The next three hours, really, are just a chase scene.
Turned into a Mena Sonic around 7:00 p.m. and pulled out the topo maps while Kat changed out of his work clothes in the bathroom. A few cheeseburgers later, he outlines the plan while we squint at contour lines.
8:30 p.m., we pull up to the Little Missouri/Athens-Big Fork Junction Trailhead. Couldn’t really help but notice the flood zone sign right where I parked. It was just getting dusky as we stepped across the water and into the green. Headlamps came on as soon as dark fell. It was tortuously beautiful to hear the Little Missouri burbling just out of sight to our left as we eased along.
Kat explained that he had worked out a few exit strategies should the fan experience rapid fecal contact. Well, I think he said he had a few. The one that stuck to mind involved tying the packs to a tree and running like hell if it started raining hard enough to raise the river. Can’t say that plan inspired the greatest of confidence, but we’ve been in stranger situations together and came out alright. I didn’t point out that the exit strategy didn’t take much into account the drive out . . . but we were committed.
Came across one campsite pretty early on that, I swear, had a string of what looked like Christmas lights hanging on a tent or a hammock or something. They were huddled around a fire, enjoying an early night. I puzzled over how they got those lights strung up for a good mile or so.

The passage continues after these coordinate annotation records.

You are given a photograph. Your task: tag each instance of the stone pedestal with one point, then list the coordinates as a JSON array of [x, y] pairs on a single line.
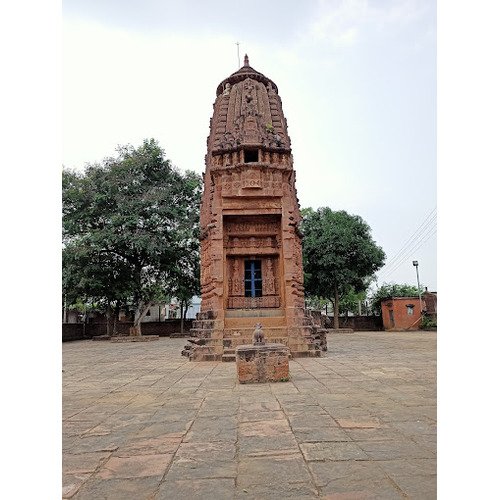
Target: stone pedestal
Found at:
[[262, 363]]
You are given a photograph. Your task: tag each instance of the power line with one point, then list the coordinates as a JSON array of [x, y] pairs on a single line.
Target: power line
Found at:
[[408, 251], [430, 218], [430, 235], [421, 235]]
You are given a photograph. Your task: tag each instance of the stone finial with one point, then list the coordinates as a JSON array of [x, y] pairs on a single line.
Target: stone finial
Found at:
[[258, 335]]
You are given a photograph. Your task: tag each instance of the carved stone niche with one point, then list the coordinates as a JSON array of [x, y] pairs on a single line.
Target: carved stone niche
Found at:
[[251, 179]]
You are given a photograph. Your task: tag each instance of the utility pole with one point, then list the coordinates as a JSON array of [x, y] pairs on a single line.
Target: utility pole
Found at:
[[415, 263]]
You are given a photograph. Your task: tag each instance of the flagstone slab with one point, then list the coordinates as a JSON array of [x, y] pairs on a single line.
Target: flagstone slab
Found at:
[[142, 488], [332, 451], [197, 489]]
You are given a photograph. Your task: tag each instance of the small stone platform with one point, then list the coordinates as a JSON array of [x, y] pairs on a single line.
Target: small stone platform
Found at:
[[262, 363]]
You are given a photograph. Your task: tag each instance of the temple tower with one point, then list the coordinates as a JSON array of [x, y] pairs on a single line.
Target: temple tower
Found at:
[[251, 253]]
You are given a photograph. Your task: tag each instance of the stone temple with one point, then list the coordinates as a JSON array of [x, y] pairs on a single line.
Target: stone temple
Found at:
[[251, 252]]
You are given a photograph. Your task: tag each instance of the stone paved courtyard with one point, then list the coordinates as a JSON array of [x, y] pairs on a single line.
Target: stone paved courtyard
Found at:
[[141, 422]]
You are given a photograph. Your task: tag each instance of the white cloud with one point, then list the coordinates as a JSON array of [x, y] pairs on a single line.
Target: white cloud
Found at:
[[344, 23]]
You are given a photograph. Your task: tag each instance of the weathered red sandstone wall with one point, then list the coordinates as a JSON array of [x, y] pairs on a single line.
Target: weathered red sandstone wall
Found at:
[[402, 320]]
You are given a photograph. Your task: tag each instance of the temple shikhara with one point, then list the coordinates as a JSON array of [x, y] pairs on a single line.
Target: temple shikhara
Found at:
[[251, 253]]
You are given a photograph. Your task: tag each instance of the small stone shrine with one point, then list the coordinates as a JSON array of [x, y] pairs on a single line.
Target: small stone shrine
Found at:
[[251, 251]]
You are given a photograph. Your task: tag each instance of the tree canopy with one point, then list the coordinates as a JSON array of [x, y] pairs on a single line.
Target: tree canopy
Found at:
[[340, 256], [130, 229]]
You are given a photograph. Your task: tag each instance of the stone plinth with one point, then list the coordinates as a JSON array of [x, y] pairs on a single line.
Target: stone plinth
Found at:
[[262, 363]]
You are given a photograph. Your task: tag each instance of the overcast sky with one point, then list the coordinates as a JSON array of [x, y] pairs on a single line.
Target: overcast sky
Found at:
[[357, 81]]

We were making great time, I mean crazy great time. So fast that Kat started to get worried we’d pass Little Missouri Falls in the dark. That man is crazy about waterfalls. Me, I stick to the rivers and the lakes that I’m used to. Hard to miss the Little Mo. Falls, though, since you walk through a parking lot and a paved trail to get to them. Checked the watch . . . first 4.1 miles in about an hour and a half.
The downside of making camp in the dark is that you miss the beautiful flat firepit area just a few feet away. The upside of being hammock hangers is that it doesn’t matter what rocky hillside you find, so long as the trees are far enough apart and not too thick around the middle. We were so stinking tired that where we camped didn’t matter. Didn’t really take any pictures that first stretch of the hike because, well, darkness. Kat did show me a new hammock hack that now pretty much guarantees a perfect hang every time. Center your hammock, then tie off one end at the height you want it. Don’t worry about cinching it tight, just throw on a tie that won’t slip. On the other end, loop your tree straps. Make a trucker’s hitch out of your remaining rope and cinch it guitar-string tight. A few half-hitches to secure it and perfect hang.
Friday night was to be the coldest night and for the first time ever I was going bag-less in my hammock. I’ve been brainstorming a new way for 3-season hanging without freezing. Now, I already sleep in a Clark North American. Lightweight foam sleeping pad on the bottom and a zippered fleece blanket. That’s it. Sleep with my fleece layer on. I did get a little cool, so I opened up one of those air-activated hand warmers and tossed it into the fleece bag. Slept like a baby.
Slept so deep I didn’t even hear Kat’s snoring.